I am not sure about the internals of the plugin ... nor your configuration overall ... nor have the possibility of replicating your environment.

If you have pinpointed that the problem is disk/disk swaps then fine tuning the caching parameters is a good starting point.

This is sort of a "you're the only one that can hack" situation.

What about the profile? Anything suspicious there?
I'm a bit surprised with this bit:

We're following a CONNECTED_WITH relation from PROFILE nodes to USER nodes. We can see, that this operation fetched 25k rows, but generated 126k db hits. It looks like Neo4j retrieved all relations of the PROFILE nodes (most of which are WORKED_AT, which we're not interested in here). Is that what's happening? If so, is there a way to avoid it?

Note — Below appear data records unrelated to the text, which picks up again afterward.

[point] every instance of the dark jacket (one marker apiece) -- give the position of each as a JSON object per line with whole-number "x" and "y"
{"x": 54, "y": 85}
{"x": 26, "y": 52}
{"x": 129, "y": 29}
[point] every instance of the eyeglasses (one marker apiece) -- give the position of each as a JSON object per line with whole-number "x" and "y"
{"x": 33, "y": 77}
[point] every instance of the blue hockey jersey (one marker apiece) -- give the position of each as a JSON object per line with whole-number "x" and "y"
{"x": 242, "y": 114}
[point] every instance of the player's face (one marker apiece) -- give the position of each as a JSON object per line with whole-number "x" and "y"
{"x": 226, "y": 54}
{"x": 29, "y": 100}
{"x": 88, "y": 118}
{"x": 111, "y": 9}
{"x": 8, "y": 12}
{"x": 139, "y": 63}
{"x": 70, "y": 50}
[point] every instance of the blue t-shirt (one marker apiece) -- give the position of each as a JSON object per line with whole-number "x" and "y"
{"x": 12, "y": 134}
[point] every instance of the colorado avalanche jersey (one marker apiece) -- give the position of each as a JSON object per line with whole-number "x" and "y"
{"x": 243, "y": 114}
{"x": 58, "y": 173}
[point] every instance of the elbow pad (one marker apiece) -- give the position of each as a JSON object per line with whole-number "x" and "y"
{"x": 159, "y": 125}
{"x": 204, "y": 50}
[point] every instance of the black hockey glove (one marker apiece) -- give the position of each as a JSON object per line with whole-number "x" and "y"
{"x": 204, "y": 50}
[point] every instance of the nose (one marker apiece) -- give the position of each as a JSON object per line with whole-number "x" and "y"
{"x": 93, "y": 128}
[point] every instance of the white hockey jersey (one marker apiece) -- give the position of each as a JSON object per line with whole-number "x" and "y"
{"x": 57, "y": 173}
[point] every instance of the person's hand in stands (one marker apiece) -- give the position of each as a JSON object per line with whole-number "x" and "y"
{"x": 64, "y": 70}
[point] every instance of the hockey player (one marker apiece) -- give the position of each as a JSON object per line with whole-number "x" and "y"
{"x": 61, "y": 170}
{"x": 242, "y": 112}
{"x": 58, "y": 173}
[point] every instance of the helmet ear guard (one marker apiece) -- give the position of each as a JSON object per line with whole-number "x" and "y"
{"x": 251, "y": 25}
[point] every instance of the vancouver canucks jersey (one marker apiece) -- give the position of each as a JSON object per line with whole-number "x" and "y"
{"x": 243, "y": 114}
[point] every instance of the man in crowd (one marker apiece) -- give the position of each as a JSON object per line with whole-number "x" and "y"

As for the config, I have set the memory configuration according to the neo4j server memory-recommendation tool (as a reminder, the host system has 64 GB RAM available):

server.memory.heap.initial_size=23700m
server.memory.heap.max_size=23700m
server.memory.pagecache.size=27500m

Everything else is Neo4j defaults.

What happens with the plan if you start separating and inverting the query?

MATCH (C:COMPANY {id: "<id>"})

MATCH (u:USER)-[:CONNECTED_WITH]->(:PROFILE)-[:CURRENTLY_WORKS_AT]->(C)

RETURN DISTINCT u.id

The execution is exactly the same as with the original query. I'm getting the same profile.

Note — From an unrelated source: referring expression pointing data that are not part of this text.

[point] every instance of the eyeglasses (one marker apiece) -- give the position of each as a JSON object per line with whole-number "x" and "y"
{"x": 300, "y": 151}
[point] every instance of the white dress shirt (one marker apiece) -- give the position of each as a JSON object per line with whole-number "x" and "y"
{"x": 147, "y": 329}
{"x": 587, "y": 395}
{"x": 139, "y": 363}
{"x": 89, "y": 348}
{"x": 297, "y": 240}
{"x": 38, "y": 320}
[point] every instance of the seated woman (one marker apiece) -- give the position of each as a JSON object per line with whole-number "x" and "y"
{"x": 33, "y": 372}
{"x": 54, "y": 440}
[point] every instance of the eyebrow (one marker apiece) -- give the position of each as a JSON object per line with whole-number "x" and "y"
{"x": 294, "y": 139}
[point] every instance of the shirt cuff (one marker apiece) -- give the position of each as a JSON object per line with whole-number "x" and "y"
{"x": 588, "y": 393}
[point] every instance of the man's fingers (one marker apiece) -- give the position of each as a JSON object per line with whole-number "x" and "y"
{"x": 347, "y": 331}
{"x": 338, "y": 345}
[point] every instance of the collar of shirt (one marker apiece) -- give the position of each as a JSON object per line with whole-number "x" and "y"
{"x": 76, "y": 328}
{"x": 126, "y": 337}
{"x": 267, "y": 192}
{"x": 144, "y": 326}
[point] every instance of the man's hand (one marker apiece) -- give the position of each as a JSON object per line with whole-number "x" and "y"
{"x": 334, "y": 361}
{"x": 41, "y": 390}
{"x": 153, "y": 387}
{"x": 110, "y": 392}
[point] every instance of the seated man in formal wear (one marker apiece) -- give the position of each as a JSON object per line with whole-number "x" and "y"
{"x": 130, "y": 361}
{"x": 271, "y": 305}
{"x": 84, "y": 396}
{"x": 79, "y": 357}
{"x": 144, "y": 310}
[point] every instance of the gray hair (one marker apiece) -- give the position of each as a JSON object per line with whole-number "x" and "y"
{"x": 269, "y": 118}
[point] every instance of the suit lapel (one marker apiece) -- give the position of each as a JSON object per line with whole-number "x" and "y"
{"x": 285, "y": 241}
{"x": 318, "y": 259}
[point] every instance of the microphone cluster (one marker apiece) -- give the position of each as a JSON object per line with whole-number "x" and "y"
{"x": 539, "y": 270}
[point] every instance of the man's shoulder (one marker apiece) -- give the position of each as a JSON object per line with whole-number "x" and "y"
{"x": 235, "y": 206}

Then that means it is optimal ?

Your profile says that it is getting all cache hits - meaning they are in-memory (or in virtual memory ... i can't tell you - but they are not 'read from disk').

126K for the indices/keys is megabytes of RAM not GB - and if your total DB size is 256 GB, even in worst case scenario after all is settle it should be a handful of swaps in the worst case?)

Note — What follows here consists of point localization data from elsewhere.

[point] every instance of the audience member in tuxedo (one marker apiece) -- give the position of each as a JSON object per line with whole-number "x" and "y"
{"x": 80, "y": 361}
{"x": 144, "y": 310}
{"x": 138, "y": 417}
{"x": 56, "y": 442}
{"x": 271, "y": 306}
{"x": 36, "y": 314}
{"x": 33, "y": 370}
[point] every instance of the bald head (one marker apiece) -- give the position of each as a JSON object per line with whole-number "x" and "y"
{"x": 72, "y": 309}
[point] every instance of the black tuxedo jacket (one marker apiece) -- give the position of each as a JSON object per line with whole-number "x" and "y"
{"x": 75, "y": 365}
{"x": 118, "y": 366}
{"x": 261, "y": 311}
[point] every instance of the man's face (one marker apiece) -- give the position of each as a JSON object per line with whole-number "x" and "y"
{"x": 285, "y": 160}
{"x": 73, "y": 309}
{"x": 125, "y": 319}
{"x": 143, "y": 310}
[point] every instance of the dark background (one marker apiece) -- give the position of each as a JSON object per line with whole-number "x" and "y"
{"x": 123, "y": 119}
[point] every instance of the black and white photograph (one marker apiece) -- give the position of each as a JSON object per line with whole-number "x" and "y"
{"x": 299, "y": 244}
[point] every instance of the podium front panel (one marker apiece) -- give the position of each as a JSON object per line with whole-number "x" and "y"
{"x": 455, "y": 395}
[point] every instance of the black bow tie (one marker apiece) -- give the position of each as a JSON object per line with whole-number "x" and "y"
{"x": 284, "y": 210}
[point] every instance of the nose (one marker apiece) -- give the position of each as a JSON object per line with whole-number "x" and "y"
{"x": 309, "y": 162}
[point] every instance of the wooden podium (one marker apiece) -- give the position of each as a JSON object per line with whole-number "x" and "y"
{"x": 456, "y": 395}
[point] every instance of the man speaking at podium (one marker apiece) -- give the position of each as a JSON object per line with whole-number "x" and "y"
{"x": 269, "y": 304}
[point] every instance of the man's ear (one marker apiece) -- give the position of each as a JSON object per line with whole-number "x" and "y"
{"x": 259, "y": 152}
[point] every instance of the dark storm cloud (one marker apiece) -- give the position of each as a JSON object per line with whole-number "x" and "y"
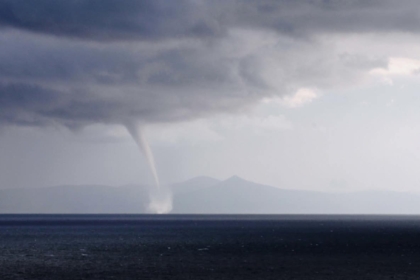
{"x": 81, "y": 62}
{"x": 112, "y": 19}
{"x": 163, "y": 19}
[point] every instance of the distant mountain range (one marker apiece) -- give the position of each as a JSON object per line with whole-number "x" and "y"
{"x": 205, "y": 195}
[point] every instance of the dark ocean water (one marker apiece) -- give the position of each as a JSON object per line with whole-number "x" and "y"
{"x": 209, "y": 247}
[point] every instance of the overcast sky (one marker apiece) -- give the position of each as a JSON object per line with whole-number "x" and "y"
{"x": 320, "y": 95}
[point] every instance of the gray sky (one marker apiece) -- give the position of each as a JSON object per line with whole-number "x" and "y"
{"x": 319, "y": 95}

The cache hits are there because it wasn't the first time I ran this query when I generated the profile. The "cold" time of this query was very long. This is where the disk reads occurred, of course :slight_smile: Whenever we're reading from the cache, everything is blazing fast.

As far as I understand, Neo4j starts with an empty cache and only populates it while running queries. This means that indices are not kept in memory until they're used, and then only partially, right? And the pagecache stores not only indices, but also shares the memory with other graph data, including nodes and relationships. Unfortunately, my graph is too large to fit inside the memory. That's why I cannot rely on the pagecache to speed things up, as there will always be some queries that work on data that's not cached (either because it's the first access, or the data had been evicted).

That's why I'm wondering why there were so many DB hits when following a relation of a concrete type, even though they lead to a much smaller number of end nodes. Each of those DB hits is a potential disk read, and those add up to some very long times.

Perhaps this is just the reality that I can't work on such a large graph in realtime (at least with certain queries) without having it all inside the memory. I can accept that. But I have opened this topic to first rule out other options and mistakes on my part.

@mike8

maybe semantics but not entirely true. Neo4j always keeps track of what is currently in the pagecache and if you then restart, the data that was in the pagecache prior to the restart is thus automatically reloaded into the pagecache post restart. However this is not a blocking process to Neo4j start.